"Uma pessoa leu meus contos e disse que aquilo não era literatura, era lixo. Concordo. Mas há hora pra tudo. Há também a hora do lixo."
Clarice Lispector
A loja João Batista era uma mansão gótica localizada no ângulo de um quarteirão. Um jovem de dezenove anos chamado Augusto e seu renomado professor Filipo Belmonte foram convidados para entrar por uma voz feminina que lhes falou por interfone. O portão elétrico abriu-se como que por um truque de mágica e os dois passaram por ele, após o que o professor fechou-o rapidamente, com pressa para livrar-se da chuva. Na recepção, uma moça loira e rechonchuda informou que alugar um quarto da mansão custava quinhentos mL de sangue para cada ocupante. Ao se deparar com a reação previsível de surpresa exibida pelos recém-chegados, explicou que aquela era uma loja onde se poderia obter qualquer coisa, absolutamente qualquer coisa imaginável em troca de uma determinada quantidade de sangue. João Batista era uma instituição de caridade, prosseguiu ela, que tinha como objetivo coletar sangue para doar aos necessitados. Eles se esforçavam para atender todos os pedidos de seus clientes, quaisquer que fossem, portanto bastava chamar do telefone do próprio quarto caso necessitassem de mais alguma coisa. A dupla de viajantes estranhou, é claro, a proposta do estranho e sofisticado estabelecimento, mas estavam viajando há tantos dias, estavam tão exaustos e ansiosos por um local para descansar que optaram por passar a noite ali mesmo.

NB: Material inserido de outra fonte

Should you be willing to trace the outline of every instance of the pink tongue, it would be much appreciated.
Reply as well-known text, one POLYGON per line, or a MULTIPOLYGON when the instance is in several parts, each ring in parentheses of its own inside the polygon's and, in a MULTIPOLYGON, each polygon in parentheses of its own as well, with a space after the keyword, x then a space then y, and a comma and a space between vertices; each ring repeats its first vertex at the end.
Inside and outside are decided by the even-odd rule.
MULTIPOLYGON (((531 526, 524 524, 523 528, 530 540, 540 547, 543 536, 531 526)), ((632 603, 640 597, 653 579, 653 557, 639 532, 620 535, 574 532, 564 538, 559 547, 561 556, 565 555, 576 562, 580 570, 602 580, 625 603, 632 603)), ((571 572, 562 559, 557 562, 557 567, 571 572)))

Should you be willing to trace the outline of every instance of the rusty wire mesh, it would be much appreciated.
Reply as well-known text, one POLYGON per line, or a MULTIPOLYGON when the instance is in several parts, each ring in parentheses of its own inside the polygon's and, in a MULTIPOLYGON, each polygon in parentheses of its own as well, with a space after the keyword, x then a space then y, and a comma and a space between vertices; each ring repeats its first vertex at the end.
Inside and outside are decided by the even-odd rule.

O quarto parecia um cômodo de casa de boneca. O papel de parede tinha um delicado padrão com desenhos de rosas e folhas sobre um fundo cor-de-rosa. Os móveis eram todos brancos. Havia um espelho oval e reluzente sobre a penteadeira. Através do véu transparente do dossel que caía em torno da cama viam-se travesseiros de cores doces e pastéis sobre um cobertor felpudo. Por trás das janelas amplas as árvores agitadas pela tempestade. A recepcionista entregou-lhes a chave e disse-lhes que o pagamento seria feito pela manhã, pois a enfermeira só chegava às oito. Em seguida, desejou-lhes boa noite e seguiu pelo corredor, visivelmente exausta e sonolenta.
Augusto fechou as cortinas enquanto o professor se trocava. Espiou com o canto dos olhos a imagem daquele homem alto e forte de costas, vestido apenas com um samba-canção apertado, e sentiu por ele uma forte atração. Foi tomar um banho antes de deitar. A banheira tinha cor de chiclete de morango. A água era morna e fumegava suave. Recostou a cabeça na borda da banheira e fechou os olhos, deixando o corpo relaxar. O cheiro das plantas ornamentais era estranho. Quando despertou de um breve cochilo, viu que o inseto multicolorido que passeava há pouco por uma folha de samambaia tinha caído na água e nadava desajeitado.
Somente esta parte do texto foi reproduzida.